We demonstrated that pyloric metaplasia was the main preneoplastic change in the benign group. A previous study also reported pyloric metaplasia in the remnant stomach. However, the relationship between pyloric metaplasia and the initial disease status was not clarified, nor was the time interval from initial surgery evaluated [13]. In that study, only the presence or absence of pyloric metaplasia was recorded, but its grade was not taken into consideration. In the present study, we demonstrated that although pyloric metaplasia was present in almost all examined cases, its degree of severity was much higher in the benign group. High-grade pyloric metaplasia was prevalent in the background mucosa around the carcinomas in the benign group, while its incidence was much lower in the malignant group. This suggested that reflux-induced changes had a stronger impact on the carcinogenic background in the benign group than in the malignant group.

Notably, high-grade intestinal metaplasia was only observed in the background mucosa of the malignant cases. High-grade intestinal mucosa is the result of mucosal changes due to prolonged H. pylori gastritis. Therefore, H. pylori gastritis and reflux-induced gastritis could have a similar influence on carcinoma development in the malignant group. It can be assumed that partial gastrectomy in the benign group was performed before H. pylori gastritis could progress into the body and, therefore, background mucosa had no chance to develop.

Significant differences in EBV and CDX2 expression were found between the two groups. EBV-type gastric cancer was highly represented in the benign group (31.8%), while it was present in only 3% of the malignant cases, which is lower than the average incidence among total gastric cancers (5–10%)[21][22]. EBV-type gastric cancer exhibits unique molecular alterations[16]. However, the mechanism of its development is not well-established. EBV-type gastric cancer is highly prevalent in the cardia and body among remnant gastric cancers, but it has no relationship with H. pylori infection[23][24]. In a recent study, the EBV infection rate was higher in patients with remnant gastric cancer compared with those with conventional gastric cancer. It has been reported that Billroth II anastomosis, carcinoma at the anastomosis site, diffuse type, and EBV genome polymorphisms are related to the EBV-associated remnant gastric cancer[25]. CDX2 was less expressed in the benign group than malignant group, and this could be related to the low grade of intestinal metaplasia in the background mucosa of benign cases[26]. CDX2 is a homeobox gene expressed in the intestinal mucosa and has a role in the differentiation of intestinal epithelium[27]. CDX2 is expressed in all gastric carcinomas that develop an intestinal phenotype, but it is also present in a proportion of cases with gastric phenotype[28]. The clinical relevance of the different molecular subtypes of gastric carcinoma is not clear at present, but carcinogenic factors might differ depending on the initial disease.
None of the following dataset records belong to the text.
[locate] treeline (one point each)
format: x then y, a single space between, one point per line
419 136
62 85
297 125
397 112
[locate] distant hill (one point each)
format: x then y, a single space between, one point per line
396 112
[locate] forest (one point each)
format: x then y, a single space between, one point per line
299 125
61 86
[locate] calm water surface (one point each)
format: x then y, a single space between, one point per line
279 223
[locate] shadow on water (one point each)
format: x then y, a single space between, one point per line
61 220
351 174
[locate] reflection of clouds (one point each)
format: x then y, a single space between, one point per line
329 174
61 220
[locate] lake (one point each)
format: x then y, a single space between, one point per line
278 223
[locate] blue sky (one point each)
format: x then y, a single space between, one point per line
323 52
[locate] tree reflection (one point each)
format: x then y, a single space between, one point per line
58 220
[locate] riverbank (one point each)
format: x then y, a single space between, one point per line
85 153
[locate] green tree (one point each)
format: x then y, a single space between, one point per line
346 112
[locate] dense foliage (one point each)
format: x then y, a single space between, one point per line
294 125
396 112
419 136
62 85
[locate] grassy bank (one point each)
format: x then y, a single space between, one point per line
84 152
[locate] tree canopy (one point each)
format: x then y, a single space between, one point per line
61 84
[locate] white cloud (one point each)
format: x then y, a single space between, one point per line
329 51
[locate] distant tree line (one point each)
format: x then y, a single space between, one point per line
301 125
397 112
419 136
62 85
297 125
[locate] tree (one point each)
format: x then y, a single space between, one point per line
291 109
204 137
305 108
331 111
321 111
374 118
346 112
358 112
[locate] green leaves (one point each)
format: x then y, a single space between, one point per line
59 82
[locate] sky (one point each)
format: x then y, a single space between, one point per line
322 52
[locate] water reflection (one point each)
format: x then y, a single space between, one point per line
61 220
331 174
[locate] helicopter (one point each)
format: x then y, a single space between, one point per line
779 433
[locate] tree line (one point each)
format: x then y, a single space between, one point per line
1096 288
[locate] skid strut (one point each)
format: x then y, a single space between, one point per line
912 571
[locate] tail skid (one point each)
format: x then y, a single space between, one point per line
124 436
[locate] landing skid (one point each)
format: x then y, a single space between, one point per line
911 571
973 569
Annual endoscopic surveillance after gastrectomy in the malignant group should be recommended even after the 5- year follow-up because the tumors seems to occur at a constant rate without changing over the years. In the benign group, remnant gastric cancer occurs after 10 years or more, and at the time of diagnosis, about 50% is stage II or higher (Figure S1). Meanwhile high-grade pyloric metaplasia was mainly distributed within 3 cm from the anastomosis site in the benign group (Figure S2). Considering the data of the present study, it could be suggested to carefully observe the anastomosis area (within 3 cm) in the endoscopic surveillance 10 years from the partial gastrectomy performed for the benign cause. (Figure 2)

Cancers 12 02847 g002

Figure 2. Scheme of clinical surveillance for remnant gastric cancer.